Death toll of migrants who died in truck in Texas rises to 51

The death of around 50 migrants discovered in an overheated truck in San Antonio, Texas, has highlighted the divisions within the American political class. Observers are calling for better treatment of migrants at borders to prevent such tragedies from repeating themselves.

The ongoing investigation suggests that the migrants discovered Monday by a municipal worker in San Antonio were part of a human smuggling operation from Mexico. The death toll from the tragedy now stands at 51. Mexican President Andres Manuel Lopez Obrador said 22 victims were from Mexico, seven from Guatemala, and two from Honduras. “It is a huge misfortune,” he noted. The other migrants are in the process of being identified.

“This tragedy is unfortunately not a big surprise, because migration policies are tightening more and more,” laments France-Isabelle Langlois, Executive Director of Amnesty International Canada Francophone.

In recent years, the United States has indeed toughened its treatment of migrants at its land borders. For example, Title 42, a policy initiated under the Trump administration and ordered by a federal judge on May 20, 2022 to continue under the current administration, uses the pandemic and disease transmission risks as a pretext to prevent migrants to cross at the border.

So anyone trying to cross the border without a visa can still be deported, even an asylum seeker.
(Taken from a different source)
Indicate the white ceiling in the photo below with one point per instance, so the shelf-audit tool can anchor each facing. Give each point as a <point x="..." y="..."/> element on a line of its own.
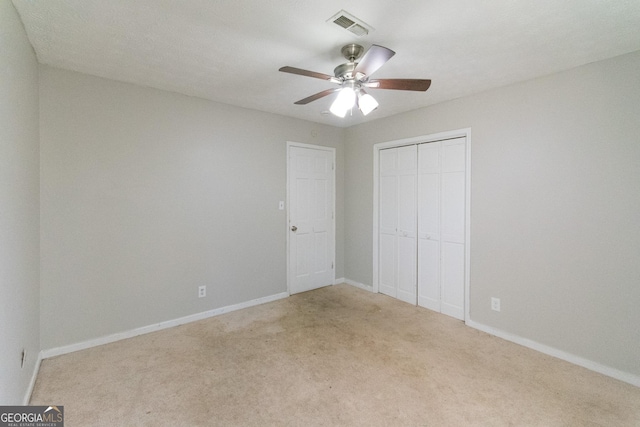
<point x="230" y="51"/>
“There is a hardening of policies towards migrants, people are struggling to be declared as refugees, and to this is added a military reinforcement at the border”, maintains Jorge Pantaleón, co-holder of the Chair of Studies on Americas from the University of Montreal. He fears that this type of policy will lead to an increase in the number of illegal and dangerous attempts to cross the border, as was the case for the migrants found in San Antonio on Monday.

A divided political class

“These deaths are attributed to Biden. They are the result of his deadly policy of open borders,” attacked the Republican Governor of Texas, Greg Abbott. Mr. Abbott, however, did not blame Donald Trump when a similar tragedy, which claimed 10 lives, occurred in San Antonio in 2017.

President Joe Biden, for his part, indicated that this drama illustrated the need to fight against “a criminal industry which brews several billion dollars”.

The American political class seems to be divided between Republican politicians who are tough on the approach to the border and Democrats who are struggling, in the current context, to open the borders to match their ambitions. For example, despite promises of openness from the Democrats, Texas is building its own wall on the Mexican border.

“In fact, the policies under Biden are not very open,” says France-Isabelle Langlois. She denounces a “very difficult” status quo for migrants.

Calls to Action

“It is both the states from which the migrants come, and all the policies of the American states between them that are at the origin of such events; we have to work on poverty and endemic violence,” concludes France-Isabelle Langlois.

Jorge Pantaleón denounces a climate of “criminalization” of migrants in the United States. It calls for better collaboration between States to alleviate the difficulties relating to migratory flows.

On the ground, San Antonio Mayor Ron Nirenberg said he “hopes that those responsible for placing these people in such inhumane conditions will be prosecuted to the fullest extent of the law.”

Three people have been arrested so far, but local police chief William McManus said he was not sure of their involvement in the tragedy.